Data Validation Light Paper
Light Paper for OpenLayer TLS Data Validation
Overview
In our quest to enhance data authenticity and accessibility across digital platforms, OpenLayer is committed to validating data transmitted via HTTPS TLS sessions, thereby impacting a substantial portion of communications over the internet. This initiative is part of a broader mission to deliver a modular, authentic data layer that caters to diverse use cases spanning both Web2 and Web3 ecosystems. OpenLayer’s innovative solutions are tailored to handle data access scenarios that range from publicly available information to privately held data requiring specific user authentication. This ensures that OpenLayer provides comprehensive coverage that bolsters the integrity and security of data across the internet to advance a secure and reliable digital ecosystem.
Related Work
In the realm of TLS session validation and notarization, a notable foundation was laid by the DECO protocol, as detailed by Zhang et al. (2019) in their pioneering work on leveraging 3 party TLS for privacy-preserving websession proofs (https://arxiv.org/abs/1909.00938). This protocol emerged as a cornerstone in the domain, influencing subsequent research in secure TLS mechanisms.

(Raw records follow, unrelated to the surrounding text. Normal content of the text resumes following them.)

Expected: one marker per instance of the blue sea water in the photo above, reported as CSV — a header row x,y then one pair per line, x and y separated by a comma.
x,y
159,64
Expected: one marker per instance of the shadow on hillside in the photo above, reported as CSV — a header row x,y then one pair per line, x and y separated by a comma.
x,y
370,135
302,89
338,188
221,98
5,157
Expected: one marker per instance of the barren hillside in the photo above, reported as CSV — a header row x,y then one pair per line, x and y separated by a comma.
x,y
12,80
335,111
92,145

Building upon these foundational concepts, recent advancements by PADO Labs introduced an innovative approach in their paper "Lightweight Authentication of Web Data via Garble-Then-Prove" (https://eprint.iacr.org/2023/964). The study proposed a novel methodology by integrating semi-honest multi-party computation (MPC) with zero-knowledge proofs (ZKPs), eliminating the need for the more costly maliciously-secure MPC. This development underscores a shift towards more resource-efficient cryptographic practices in web data authentication.

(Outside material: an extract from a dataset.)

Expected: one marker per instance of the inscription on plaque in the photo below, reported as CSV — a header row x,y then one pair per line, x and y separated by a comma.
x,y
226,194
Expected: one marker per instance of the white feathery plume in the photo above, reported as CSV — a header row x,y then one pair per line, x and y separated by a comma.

Further exploration into TLS 1.3 ciphersuites has been conducted by several researchers, as evidenced by a cluster of studies that emerged simultaneously. Among these, DiStefano et al. (2023) presented a significant breakthrough in their paper (https://eprint.iacr.org/2023/1063), highlighting that the architecture maintains its security integrity even when various components, including the ciphersuite, are substituted—provided the underlying MPC protocol remains secure. This research effectively argues that malicious two-party computation (2PC) does not constitute a critical obstacle, paving the way for new architectures in TLS protocols. Complementary studies in the DIDO (https://eprint.iacr.org/2023/1056) and Janus (https://eprint.iacr.org/2023/1377) papers also contribute to the evolving landscape of TLS 1.3 attestations, focusing on specific implementation nuances and security enhancements within their respective frameworks. These collective efforts delineate a progressive trajectory toward refining and securing TLS session authentication through innovative cryptographic techniques.
An alternative approach was introduced by Liu et al (https://eprint.iacr.org/2024/733) and Reclaim. They put the Verifier as a proxy and remove the need for 3-party TLS. But the security only holds under the assumption that no-one can intercept the communication between the Verifier and Server (including the potentially malicious prover).

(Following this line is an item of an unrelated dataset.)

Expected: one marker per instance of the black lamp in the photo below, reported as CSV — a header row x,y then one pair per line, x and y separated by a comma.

3P TLS and Websession Proof
The TLS protocol secures most web traffic today. The protocol is executed between a client and a server, and is composed of two phases:
Handshake. The client and server jointly decide on a set of encryption and authentication schemes that will be used for the session. Then, using digital certificates, the client and server authenticate each other. Finally, they use their public keys and freshly established ephemeral secrets to establish a joint, shared secret.
Record phase. Using the shared secret derived above, the client and server can derive symmetric keys for the encryption and authentication schemes they agreed upon during the handshake. These keys are then used to ensure the confidentiality and integrity of the session’s messages.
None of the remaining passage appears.